View Single Post
Old 10-17-2011, 10:34 AM   #165
Underboning OP
Studly Adventurer
 
Underboning's Avatar
 
Joined: Jul 2007
Location: Back in PDX again!
Oddometer: 704
10/12 Ride to Harare

Since we'd already spent more time in Bulawayo than anyone really should, we were anxious to get on the road early today. Re and I had initially planned to go to Great Zimbabwe, an archaeological site near Masvingo, but decided instead, to make a beeline for Malawi and, hopefully, for greener pastures. The shortest route to Malawi took us through Harare, so that was our goal for the day. The ride to Harare looked like it would be around 300 miles, so we wanted to be on the road by 8:00 am.
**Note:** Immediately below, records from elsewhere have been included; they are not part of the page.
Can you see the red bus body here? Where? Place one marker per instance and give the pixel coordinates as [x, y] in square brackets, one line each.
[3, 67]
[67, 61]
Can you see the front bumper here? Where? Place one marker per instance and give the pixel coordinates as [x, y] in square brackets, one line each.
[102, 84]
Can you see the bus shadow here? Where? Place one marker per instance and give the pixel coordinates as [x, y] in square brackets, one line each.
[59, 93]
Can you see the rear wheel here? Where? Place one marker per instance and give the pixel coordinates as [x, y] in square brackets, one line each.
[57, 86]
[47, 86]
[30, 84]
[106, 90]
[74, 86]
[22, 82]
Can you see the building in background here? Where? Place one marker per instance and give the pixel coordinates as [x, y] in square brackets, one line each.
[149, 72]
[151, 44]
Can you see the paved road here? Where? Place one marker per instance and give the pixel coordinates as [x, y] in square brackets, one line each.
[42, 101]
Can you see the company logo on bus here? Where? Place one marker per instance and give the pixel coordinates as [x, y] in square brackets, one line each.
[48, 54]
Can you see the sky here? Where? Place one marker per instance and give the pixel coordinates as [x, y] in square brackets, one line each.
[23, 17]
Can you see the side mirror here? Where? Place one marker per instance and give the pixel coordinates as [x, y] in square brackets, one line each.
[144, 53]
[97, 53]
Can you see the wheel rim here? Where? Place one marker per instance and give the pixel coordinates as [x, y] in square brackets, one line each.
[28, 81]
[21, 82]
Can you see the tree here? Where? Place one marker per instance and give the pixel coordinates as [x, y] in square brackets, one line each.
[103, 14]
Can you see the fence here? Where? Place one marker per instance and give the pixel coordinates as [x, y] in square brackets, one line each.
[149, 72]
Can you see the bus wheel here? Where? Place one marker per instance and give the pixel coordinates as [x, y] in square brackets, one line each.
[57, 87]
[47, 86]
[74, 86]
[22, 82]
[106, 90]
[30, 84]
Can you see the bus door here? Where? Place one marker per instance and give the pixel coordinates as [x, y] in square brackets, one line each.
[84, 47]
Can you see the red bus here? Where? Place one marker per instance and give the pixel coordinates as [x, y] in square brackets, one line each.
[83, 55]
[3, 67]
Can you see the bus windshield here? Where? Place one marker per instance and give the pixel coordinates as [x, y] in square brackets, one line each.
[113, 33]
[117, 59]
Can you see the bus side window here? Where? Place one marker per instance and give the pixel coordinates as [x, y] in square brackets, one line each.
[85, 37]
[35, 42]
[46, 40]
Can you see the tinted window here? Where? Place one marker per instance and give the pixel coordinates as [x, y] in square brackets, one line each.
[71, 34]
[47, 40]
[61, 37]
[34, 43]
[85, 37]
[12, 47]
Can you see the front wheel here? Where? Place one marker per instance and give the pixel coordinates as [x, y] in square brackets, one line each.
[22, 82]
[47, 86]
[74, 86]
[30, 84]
Around 7:30, I walked out to check on the bikes and soon found that Re's rear tire was flat. This was the tube that was wrinkled and had already been patched once. When I installed the new rear tires in Vic Falls, I opted to reuse the old tubes. Since the easiest way to remove the rear tire is with two people, I went in search of Re. I found her getting out of the shower and while she greeted me wearing nothing but a smile, it soon disappeared. So much for our early start. Out to the parking lot, off with the wheel and tire, and I soon discovered another hole where one of the wrinkles had been. I pulled out one of our new tubes and we very carefully (no wrinkles this time!) installed it. Since the tools were out and we were dirty, we decided it would be a good time to adjust both chains and check some fasteners. Back to the showers to get cleaned up.
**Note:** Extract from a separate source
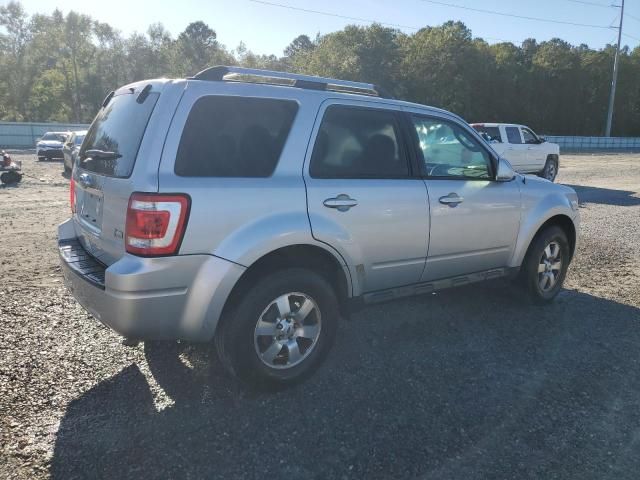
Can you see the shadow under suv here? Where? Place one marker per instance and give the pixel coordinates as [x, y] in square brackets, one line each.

We finally hit the road around 9:00 am and settles in for another long, boring, dry, dusty ride. While we did encounter some headwind today, at least it was a comfortable temperature all day. One feature of Zimbabwe is the large number of police checkpoints and frequent tollbooths. One good thing about being on a motorbike in Zimbabwe is that you pay no tolls. Another good thing is that the police don't seem to bother you. So by the end of the day, we copied the locals and blew through the tollbooths and checkpoints. Shortly after midday we reached the town of Gweru and stopped for fuel and groceries. While Re was in the grocery store, I sat and waited with the bikes. I enjoy people watching and was interested to note that we were apparently the only white faces in town. Zimbabwe is different from the rest of Africa in this respect, as usually, there are at least tourists in town. While I was watching people do what they do, a man came up and introduced himself. He had noted our American license plates, knew of Oregon, and we had a nice chat for about 5 minutes. He was interested in how Zimbabwe compared to the rest of Africa and to the US.
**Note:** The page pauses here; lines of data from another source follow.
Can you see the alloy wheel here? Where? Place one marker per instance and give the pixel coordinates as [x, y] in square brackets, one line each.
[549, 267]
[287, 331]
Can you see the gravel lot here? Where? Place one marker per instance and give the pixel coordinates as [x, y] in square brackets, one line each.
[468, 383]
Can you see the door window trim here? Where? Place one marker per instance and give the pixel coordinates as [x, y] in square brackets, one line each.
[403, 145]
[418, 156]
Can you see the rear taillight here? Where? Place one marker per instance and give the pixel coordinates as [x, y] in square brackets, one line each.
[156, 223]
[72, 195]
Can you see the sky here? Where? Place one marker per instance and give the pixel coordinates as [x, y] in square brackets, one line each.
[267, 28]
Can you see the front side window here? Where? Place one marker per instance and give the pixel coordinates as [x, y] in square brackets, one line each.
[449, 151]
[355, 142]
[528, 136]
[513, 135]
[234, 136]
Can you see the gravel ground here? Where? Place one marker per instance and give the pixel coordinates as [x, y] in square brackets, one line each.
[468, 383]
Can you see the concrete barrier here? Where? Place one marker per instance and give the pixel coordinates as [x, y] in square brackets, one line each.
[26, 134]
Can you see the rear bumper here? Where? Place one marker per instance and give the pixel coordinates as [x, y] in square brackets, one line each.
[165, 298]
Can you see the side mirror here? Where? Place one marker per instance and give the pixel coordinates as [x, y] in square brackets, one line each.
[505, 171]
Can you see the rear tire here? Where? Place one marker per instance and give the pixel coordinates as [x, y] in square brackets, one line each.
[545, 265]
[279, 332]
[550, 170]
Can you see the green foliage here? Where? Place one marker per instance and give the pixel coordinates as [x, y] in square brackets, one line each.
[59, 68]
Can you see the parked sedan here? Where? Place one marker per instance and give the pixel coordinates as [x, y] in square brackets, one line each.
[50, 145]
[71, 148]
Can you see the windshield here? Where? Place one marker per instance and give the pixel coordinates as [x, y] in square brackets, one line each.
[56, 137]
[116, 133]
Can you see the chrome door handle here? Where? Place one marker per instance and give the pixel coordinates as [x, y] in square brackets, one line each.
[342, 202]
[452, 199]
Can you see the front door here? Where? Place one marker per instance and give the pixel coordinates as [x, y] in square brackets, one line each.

For the rest of the ride to Harare, fuel availability was spotty, and again, the bikes seemed to hesitate at partial throttle but were fine WFO. We neared the outskirts of Harare around 5:00 pm, and once again, the landscape changed from dry and dusty to green and interesting. We rode through a section of large, granite boulders, some of them balanced precariously on top of each other, and then encountered Harare rush hour. Harare seems to be powered by crazy shared minibus taxis that, without rhyme, reason, or signaling, pull off the shoulder of the road. Dodging taxis the entire way, we made it into the center of Harare and again found very few road signs. Navigating from the tiny Lonely Planet map wasn't working out well for us as I was sure we passed our turn. Sitting at a light, I noticed the occupants of the vehicle to our right looking at our bikes and talking to each other and then saw the police chaplain sticker on their door. I motioned for them to roll down the window and asked for directions. They were able to direct us to the right neighborhood, but we cruised around for more than 20 minutes but could not find our destination. Sun nearly down, we pulled into the parking lot of the local grocery store, thinking that we would ask for directions. On a whim, I typed the address of the guesthouse into my GPS and it told me we were 0.4 miles away. We followed the directions to the gate. Originally, I wasn't going to bring a GPS on this trip and was going to rely on paper maps. I can't count the number of times I've been glad I changed my mind. We beeped the horn at the front gate and waited to be disappointed once again. The guard unlocked the gate and we rode into what must be the nicest guesthouse in Zimbabwe. And, they had a room! And internet! And a clean pool! And a lovely restaurant serving good, cheap food! We unloaded the bikes, schlepped our stuff to the room, and ordered a delicious dinner. We spent the rest of the evening relaxing and chatting with other travelers.

302 miles in about 8 hours. Bikes were hesitating - maybe altitude, maybe fuel.